Such small-scale patterns cannot be adequately captured by velocity measurements at fixed points. Therefore, the ADCP was mounted on a small, boat-towed catamaran. Continuous vertical current profiles were measured along the preselected transects. SE1 was frequently observed by the proposed procedure during October 2018 and 2019 (not shown). A field campaign was conducted in October 2020 to investigate the vertical structure of SE1. Two transects, T4 and T5, were chosen based on EOF results and SAR images for 2018 and 2019. The horizontal lengths of T4 and T5 were ∼8.5 and 3.5 km, respectively. The spatial resolution of the measured current profiles depends on the boat's speed (1.5–2 km h−1). The duration of field measurements along transects T4 and T5 was ∼5 and 2 h, respectively. Velocity data were averaged every minute, which resulted in a 25–33 m spatial resolution along each transect. The numerical results and measured horizontal velocities at T4 and T5 are given in Fig. 11e–h. A cyclonic circulation formed in the south-western part of the lake, and an anticyclonic circulation formed in the north-western part (Fig. 11d). There is a close match between the measured and modelled velocity fields (see Fig. 11e–h). Field data indicate that the velocity field of SE1 extended to depths between 35–40 m, comparable to the depth of the anticyclonic gyre (AG) in this part of the lake measured during the October 2019 campaign.

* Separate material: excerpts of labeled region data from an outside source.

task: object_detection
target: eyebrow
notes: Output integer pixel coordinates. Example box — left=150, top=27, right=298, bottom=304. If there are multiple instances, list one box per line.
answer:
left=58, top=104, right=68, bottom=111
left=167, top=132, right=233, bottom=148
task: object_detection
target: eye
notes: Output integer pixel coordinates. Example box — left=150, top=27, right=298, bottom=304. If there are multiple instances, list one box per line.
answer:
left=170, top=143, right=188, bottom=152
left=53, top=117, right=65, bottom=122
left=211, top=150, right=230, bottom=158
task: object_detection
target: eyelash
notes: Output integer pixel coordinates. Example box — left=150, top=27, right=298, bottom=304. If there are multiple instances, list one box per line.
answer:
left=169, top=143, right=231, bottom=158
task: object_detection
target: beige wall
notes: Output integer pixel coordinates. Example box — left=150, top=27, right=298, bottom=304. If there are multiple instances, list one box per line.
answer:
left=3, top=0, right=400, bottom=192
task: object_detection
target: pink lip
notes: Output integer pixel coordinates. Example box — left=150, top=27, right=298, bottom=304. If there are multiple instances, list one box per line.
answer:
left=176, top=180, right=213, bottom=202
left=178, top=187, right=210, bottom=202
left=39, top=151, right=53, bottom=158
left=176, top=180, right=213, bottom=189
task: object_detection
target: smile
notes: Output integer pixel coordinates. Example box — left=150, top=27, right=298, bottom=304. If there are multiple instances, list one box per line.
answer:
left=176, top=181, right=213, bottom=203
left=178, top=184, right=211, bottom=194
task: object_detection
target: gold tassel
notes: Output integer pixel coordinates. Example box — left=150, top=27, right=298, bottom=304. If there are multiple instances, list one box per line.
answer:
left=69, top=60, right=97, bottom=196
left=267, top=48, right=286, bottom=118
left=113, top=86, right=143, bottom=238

Flow separation in the vicinity of headlands or baroclinicity due to favourable upwelling in the Petit Lac can also lead to the formation of submesoscale eddies, such as SE2 (Fig. 12). The dimensions of SE2 are generally smaller than those of SE1. However, SE2 is more frequently observed during certain months of the year. For example, the signature of SE2 can be clearly observed in SAR images taken on 19 August and 7 November 2018 (Fig. 12). The numerical results confirm the presence of cold cyclonic eddies with the same dimensions for the same period (Fig. 12b, d). The lateral extent of SE2 is O(4 km). A field campaign on 3 September 2020 confirmed the existence of SE2. The simulated and measured velocity fields indicate a cyclonic circulation in the north-western part of the Grand Lac basin of Lake Geneva (Fig. 12e, f). Field data show that the SE2 velocity field can reach 20 m depth, which is 5 m deeper than the depth of the cyclonic circulation during the September 2019 campaign. Although it is beyond the scope of this study to investigate the origin of small eddies, it was demonstrated that the proposed procedure can detect and locate them correctly, as was confirmed by transect field measurements. Generally, such small eddies are expected to be transient in nature. However, eddies SE1 and SE2 were trapped between large-scale gyres or between lake basin boundaries and gyres. They hardly lost any strength and remained active at fixed locations for several days, comparable to the lifetime of large-scale gyres.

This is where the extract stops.